It has long been hypothesized that radiative decays of the charmonium-state J/psi, a gluon-rich process, are an ideal hunting ground for the glueball. The Beijing Spectrometer (BESIII) experiment gathered data for a total of ten billion J/psi decays in electron-positron annihilation – an unprecedented dataset to search for glueballs. In the first reporting period, we have analysed the huge dataset and identified several radiative decays J/psi, separating them from a large number of background processes. In close collaboration with theoretical physicists in the field of hadron spectroscopy, we have extended a computational framework that allows us to fit the complex amplitudes that theoretically describe the various decay mechanisms directly to the data in a coupled channel amplitude analysis. Due to the immense size of the dataset, the code is highly parallelized and developed such that calculations can also be performed on fast, modern graphics processing units (GPUs).

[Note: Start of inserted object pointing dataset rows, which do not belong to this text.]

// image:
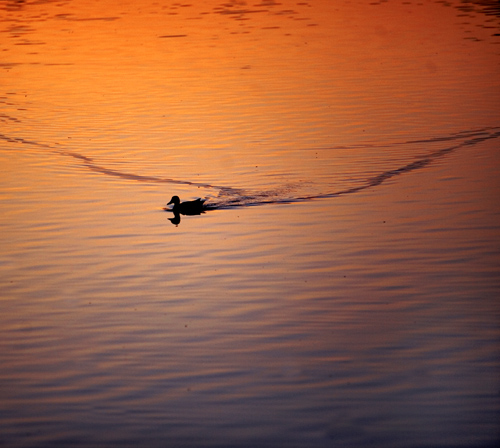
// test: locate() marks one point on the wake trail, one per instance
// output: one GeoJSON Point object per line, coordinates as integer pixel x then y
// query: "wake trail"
{"type": "Point", "coordinates": [230, 197]}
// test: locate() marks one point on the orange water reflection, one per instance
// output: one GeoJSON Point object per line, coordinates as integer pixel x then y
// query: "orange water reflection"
{"type": "Point", "coordinates": [346, 318]}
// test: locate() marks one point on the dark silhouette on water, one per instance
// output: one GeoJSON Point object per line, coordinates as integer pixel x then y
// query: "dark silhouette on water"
{"type": "Point", "coordinates": [186, 208]}
{"type": "Point", "coordinates": [196, 207]}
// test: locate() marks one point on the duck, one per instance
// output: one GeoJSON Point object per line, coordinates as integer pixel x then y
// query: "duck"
{"type": "Point", "coordinates": [186, 208]}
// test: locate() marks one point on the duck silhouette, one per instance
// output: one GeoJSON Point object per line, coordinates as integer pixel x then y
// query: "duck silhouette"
{"type": "Point", "coordinates": [186, 208]}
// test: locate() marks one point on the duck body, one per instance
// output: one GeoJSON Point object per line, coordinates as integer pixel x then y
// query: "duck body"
{"type": "Point", "coordinates": [186, 208]}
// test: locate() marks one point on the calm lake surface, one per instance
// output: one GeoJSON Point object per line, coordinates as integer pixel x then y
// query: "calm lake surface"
{"type": "Point", "coordinates": [344, 289]}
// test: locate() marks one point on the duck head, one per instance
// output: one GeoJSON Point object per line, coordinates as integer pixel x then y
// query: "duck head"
{"type": "Point", "coordinates": [175, 200]}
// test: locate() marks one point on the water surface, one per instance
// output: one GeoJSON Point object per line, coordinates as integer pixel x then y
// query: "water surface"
{"type": "Point", "coordinates": [342, 291]}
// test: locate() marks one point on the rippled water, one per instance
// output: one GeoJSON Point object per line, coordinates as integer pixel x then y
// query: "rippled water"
{"type": "Point", "coordinates": [343, 288]}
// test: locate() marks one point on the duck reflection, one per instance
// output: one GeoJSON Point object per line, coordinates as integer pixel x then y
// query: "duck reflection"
{"type": "Point", "coordinates": [179, 208]}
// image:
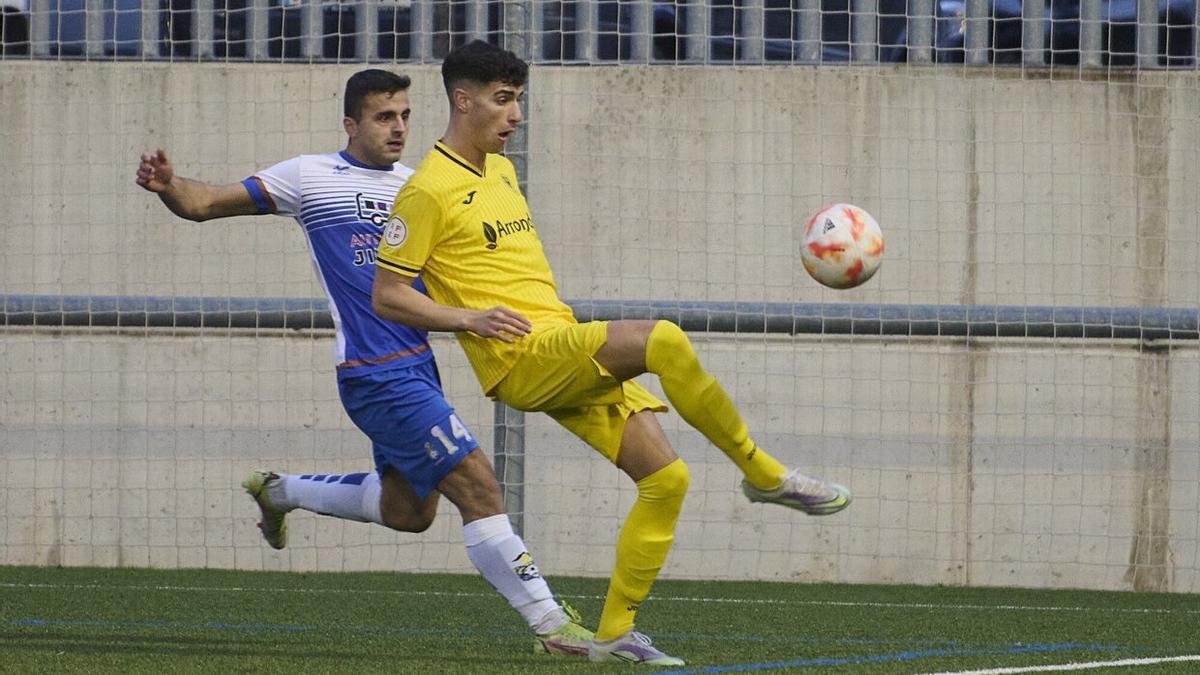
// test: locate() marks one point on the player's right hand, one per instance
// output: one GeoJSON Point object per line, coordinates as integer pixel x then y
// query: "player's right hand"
{"type": "Point", "coordinates": [155, 172]}
{"type": "Point", "coordinates": [501, 323]}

As part of the work on this project, a first test of our code with a direct application to the search for exotic hadrons containing bottom anti-bottom quark pairs has been published in Physical Review D, demonstrating both the viability of the approach, its potential in searches for exotic hadrons, and the general importance of a sound theoretical framework including coupled channel effects. Many properties of highly excited bottomonium states, among them a potential hybrid meson candidate, were determined for the first time, significantly extending our knowledge of the bottomonium-system. In the second funding period, we have performed coupled channel analyses of the radiative J/psi decays and of hadronic chi_cJ decays, with the aim to identify a glueball candidate and to search for a potential isovector partner-state to the f0(1710), the a0(1710) recently claimed in multiple works. While we find strong f0(1710) production in the gluon-rich J/psi decays, the a0(1710) is not confirmed in the highly precise study of chi_cJ decays, rendering the f0(1710) a likely candidate to largely overlap with the ground-state glueball. Both results will be published in timely fashion.
In total, results have been disseminated in 16 published articles, and through presentations at ten workshops or scientific conferences.
Furthermore, in collaboration with a German high school we have prepared a project in which students work directly with experimental data from the BESIII experiment, learning concepts of particle physics and data analysis, and directly applying them to our data. This project is continued and expanded with high school interns at the JGU Mainz.